Free love went along with the long bus rides to Mississippi, part of the same joy.  Now, what was there?  And besides, back in the day he walked with real people, black and white brothers and sisters.  The climate was too impersonal, too abstract. It lacked taste and feel. 

‘Yes, an existential crisis', he continued to the Freshman class assembled in Founders Hall where he had sat and listened to a patriot recite the old litany of God, Man, and Country; but he found himself hesitating, drifting off to the rafters of the great hall and thinking of his first Freedom Ride with Margot Purcell who had come down from Vassar to join him on the bus. 

He shook his head, paused, and tried again; but nothing but treacle, old chestnuts, and pablum came up  He had said it all before and there were no barricades to be breached, no black bodies sweating and smiling along with him,  Maybe it was time to.....An unthinkable thought.  Quitting would leave him bereft, an empty vessel.  Where would he be without a cause to invigorate his old, tired bones?

Climate change had been preceded by a foray into public health - not quite the apocalyptic cause of bad weather, but a necessary one nevertheless.  Yet it was the least satisfying of all.  Not only were there no black brothers and sisters next to him on the bus, there were no black brothers and sisters and no bus at all. 

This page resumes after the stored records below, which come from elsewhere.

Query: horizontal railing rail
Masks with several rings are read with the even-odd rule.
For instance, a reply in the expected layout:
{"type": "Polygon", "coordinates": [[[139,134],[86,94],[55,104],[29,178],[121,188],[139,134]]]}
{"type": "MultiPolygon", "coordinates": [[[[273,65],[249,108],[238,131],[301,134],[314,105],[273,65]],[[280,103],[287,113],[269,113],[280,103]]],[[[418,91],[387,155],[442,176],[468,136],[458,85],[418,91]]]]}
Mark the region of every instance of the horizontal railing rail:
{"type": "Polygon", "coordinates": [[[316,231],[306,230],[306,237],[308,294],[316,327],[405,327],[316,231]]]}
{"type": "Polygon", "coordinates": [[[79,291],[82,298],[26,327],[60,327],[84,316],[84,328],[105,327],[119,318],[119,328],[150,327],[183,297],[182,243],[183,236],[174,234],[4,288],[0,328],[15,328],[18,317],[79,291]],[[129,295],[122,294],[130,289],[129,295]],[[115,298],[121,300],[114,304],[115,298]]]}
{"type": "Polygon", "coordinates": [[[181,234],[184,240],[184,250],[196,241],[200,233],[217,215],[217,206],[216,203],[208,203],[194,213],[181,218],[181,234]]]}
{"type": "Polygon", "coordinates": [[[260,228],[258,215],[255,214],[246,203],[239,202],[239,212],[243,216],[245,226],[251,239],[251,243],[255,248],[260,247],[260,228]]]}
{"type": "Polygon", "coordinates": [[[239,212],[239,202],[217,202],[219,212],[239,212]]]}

African children were dying of malaria, sepsis, dysentery, and pneumonia, but they were doing so far away, and lobbying pharmaceutical companies just wasn't real. Not to diminish the importance of health for all, it just wasn't for him. 


Before mosquitoes there were women; and he proudly washed the dishes, went to women's solidarity conferences, confronted corporations and universities to remove the glass ceiling, marched on the Mall for abortion rights and an end to misogyny and male privilege.  He thought he had found himself again, for there was a camaraderie in the women's movement that resembled, albeit in a somewhat diluted way, that of Selma; but the end came not of his own choosing.  'Balls don't cut it', said a tough bitch organizer from Bernal Heights.  From now on it was to be a woman-only movement. 

Before that was the anti-nuclear peace movement, a real existential cause.  One errant hand on the nuclear trigger meant absolute destruction, The Big One, the real Armageddon.  Bob had grown up in the 'duck-and-cover' days of the Cold War, and fear of Russian nuclear bombs was real, so his heart and soul were in the movement without thinking.  Yet he was not up to confronting the Pentagon and its Dr. Strangelove 'preverts'. The tanks on the lawn and the thousand American flags flying were intimidating and reminded him of Fourth of July, a holiday best forgotten for its militarism and faux patriotism. 

Nor was Bob comfortable with the New Age, give-peace-a-chance wobblies who wanted to hug and comfort the Russians and show love.  Not quite the 'simpering fools' they had been branded by Army veterans, but near enough. 

And before that was civil rights, his hope and glory, the one period of his life where everything came together - youth, enthusiasm, righteousness, camaraderie, and love - and now, looking back, his greatest moment, never to be recaptured. 

Bob flapped on about carbon levels, ozone layers, melting ice caps, coal, and corporate indifference; but it was a rote performance.  It had no juice, no elevation, no spirit; and left the young students sitting on their hands. That was it, Bob thought, time to hang it up, retire to Florida, and break out the chaise lounge. 

'Don't be so discouraged', said his wife, also a social justice warrior, veteran of the same bus rides, protests, and demonstrations as her husband; but he was in a morbid funk; until he saw a dead whale on the beach and thought there might be something in it for him - runoff, broken food chain, viral spread.  He got up and gawked at the dead beast and smiled.